Aktuelle Fernsehempfehlung – Metropolis

Fritz Langs Klassiker als aktuelle Empfehlung zu nennen mag skurril erscheinen, ist es aber nicht. Heute Abend wird ab 20:40 auf Arte die Welturaufführung der rekonstruierten Fassung gezeigt.

Die Ufa ließ den Film nach der Premiere 1927 um über 30 Minuten kürzen, weil sich Metropolis als kommerzielles Desaster entpuppte. Lange Jahre galten die beim 2. Schnitt herausgeschnittenen Teile als verloren, bevor in Argentinien eine Originalfassung gefunden wurde. Diese wurde jetzt rekonstruiert und mit der Originalmusik aufgeführt. Anläßlich der 60. Berlinale wird der wiederbelebte Film nun zeitgleich in Berlin, in der Alten Oper in Frankfurt und bei Arte gezeigt. Ich wünsche viel Vergnügen.

Antichrist

Daß, wo Alkohol im Spiel ist, der Antichrist nicht fern sein kann, ist den meisten frömmelnden, gutgläubigen Protestanten sicherlich klar, aber zur Verbindung Alkohol mit Gott assoziiere ich eher Jesus, der Wasser in Wein verwandelt oder noch nahestehender bacchantische Genüsse unter Dionysos Gnaden.

Insofern ist natürlich eigentlich klar, daß ich zur Abwechslung mal nicht von Alkohol sondern von Kino rede. Genauer von Lars von Triers Film Antichrist. Es ist verblüffend mit welcher Leichtigkeit es Lars von Trier immer wieder gelingt, zu schockieren und zu revolutionieren.

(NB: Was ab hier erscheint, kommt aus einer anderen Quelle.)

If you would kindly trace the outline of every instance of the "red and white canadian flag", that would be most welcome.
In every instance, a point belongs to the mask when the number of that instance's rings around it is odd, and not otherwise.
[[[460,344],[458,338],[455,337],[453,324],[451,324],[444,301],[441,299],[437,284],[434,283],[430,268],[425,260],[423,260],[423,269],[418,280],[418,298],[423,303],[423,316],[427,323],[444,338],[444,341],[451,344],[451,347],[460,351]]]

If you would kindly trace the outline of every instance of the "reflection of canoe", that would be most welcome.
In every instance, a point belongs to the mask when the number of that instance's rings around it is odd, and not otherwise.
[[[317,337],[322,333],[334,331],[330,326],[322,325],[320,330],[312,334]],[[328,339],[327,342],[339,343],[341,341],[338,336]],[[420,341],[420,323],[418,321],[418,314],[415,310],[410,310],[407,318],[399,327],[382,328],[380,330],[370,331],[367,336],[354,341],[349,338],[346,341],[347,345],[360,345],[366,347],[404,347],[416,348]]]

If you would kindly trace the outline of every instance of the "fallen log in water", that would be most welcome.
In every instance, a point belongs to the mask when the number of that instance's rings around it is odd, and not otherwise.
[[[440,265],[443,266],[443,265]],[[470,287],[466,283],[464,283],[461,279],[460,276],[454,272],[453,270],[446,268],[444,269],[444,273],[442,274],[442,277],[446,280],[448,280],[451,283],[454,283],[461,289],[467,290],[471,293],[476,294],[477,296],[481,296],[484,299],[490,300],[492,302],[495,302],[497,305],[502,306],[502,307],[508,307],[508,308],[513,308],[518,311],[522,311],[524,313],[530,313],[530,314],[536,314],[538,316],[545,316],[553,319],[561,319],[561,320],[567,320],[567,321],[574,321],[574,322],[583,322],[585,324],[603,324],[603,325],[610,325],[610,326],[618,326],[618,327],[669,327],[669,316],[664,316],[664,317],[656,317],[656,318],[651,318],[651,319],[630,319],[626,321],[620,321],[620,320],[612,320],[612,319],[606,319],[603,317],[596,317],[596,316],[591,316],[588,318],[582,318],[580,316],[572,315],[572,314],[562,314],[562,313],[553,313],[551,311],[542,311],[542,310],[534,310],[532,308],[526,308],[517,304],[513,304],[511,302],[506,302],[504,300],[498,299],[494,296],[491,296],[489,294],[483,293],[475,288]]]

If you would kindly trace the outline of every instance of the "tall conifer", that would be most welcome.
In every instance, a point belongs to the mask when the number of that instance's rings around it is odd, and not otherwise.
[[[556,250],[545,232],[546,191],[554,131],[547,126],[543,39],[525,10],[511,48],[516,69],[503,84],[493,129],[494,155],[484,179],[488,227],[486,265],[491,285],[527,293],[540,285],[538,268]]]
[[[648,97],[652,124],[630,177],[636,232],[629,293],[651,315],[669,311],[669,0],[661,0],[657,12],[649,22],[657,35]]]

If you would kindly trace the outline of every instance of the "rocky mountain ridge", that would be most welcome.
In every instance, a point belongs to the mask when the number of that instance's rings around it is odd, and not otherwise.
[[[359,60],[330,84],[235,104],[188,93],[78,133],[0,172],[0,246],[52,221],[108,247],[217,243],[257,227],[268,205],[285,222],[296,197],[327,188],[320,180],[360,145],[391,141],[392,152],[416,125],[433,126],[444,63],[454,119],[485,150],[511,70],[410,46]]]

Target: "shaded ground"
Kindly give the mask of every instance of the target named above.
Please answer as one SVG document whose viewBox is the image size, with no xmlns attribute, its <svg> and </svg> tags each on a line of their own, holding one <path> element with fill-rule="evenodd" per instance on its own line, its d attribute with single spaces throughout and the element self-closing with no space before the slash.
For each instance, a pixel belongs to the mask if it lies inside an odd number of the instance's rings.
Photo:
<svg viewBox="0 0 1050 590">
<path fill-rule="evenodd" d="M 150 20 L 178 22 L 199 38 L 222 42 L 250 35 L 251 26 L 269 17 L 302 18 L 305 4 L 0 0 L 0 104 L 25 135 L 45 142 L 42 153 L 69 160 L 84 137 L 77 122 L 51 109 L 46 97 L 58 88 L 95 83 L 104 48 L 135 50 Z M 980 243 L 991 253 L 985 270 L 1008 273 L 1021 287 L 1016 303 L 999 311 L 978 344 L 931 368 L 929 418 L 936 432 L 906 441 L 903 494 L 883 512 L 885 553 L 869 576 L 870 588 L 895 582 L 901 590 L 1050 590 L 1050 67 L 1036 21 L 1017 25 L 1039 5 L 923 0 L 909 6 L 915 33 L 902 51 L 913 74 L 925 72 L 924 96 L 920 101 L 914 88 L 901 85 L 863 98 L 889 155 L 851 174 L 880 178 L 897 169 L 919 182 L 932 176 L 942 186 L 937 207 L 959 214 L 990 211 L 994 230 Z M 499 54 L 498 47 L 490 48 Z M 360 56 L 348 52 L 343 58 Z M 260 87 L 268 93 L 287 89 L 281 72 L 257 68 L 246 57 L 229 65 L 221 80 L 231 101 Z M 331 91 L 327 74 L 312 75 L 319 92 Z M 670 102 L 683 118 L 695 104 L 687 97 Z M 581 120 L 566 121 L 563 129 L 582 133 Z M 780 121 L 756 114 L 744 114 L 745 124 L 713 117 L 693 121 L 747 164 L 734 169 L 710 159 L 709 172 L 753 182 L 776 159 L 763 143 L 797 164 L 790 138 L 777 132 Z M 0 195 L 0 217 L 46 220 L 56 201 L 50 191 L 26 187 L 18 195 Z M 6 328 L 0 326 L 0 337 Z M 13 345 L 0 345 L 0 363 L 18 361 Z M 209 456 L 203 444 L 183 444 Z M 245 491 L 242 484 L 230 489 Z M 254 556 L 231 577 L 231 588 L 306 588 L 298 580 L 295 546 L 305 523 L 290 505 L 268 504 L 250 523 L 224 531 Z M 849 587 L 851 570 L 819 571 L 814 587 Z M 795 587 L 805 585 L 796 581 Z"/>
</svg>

Mittlerweile muß man wohl sagen, das Überraschenste, was er machen könnte, wäre einen konventionellen Film zu drehen.

Das ist Antichrist sicherlich nicht. Eher fühle ich mich an Element of Crime erinnert, ein Frühwerk von Lars von Trier, das auch mit einer ungeheuren verwirrenden Bildersprache aufwartet. Mehr als die Geschichte eines Wahnsinns bzw. einer von Wahnvorstellungen geprägten Obsession sind es die Bilder, die den Zuschauer in Antichrist verstören. Die Bilder sind von einer grausamen Brutalität, die Horrorfilme alt aussehen läßt. Ich dachte eher an Darstellungen des Fegefeuers und der Vorhölle von Hieronymus Bosch.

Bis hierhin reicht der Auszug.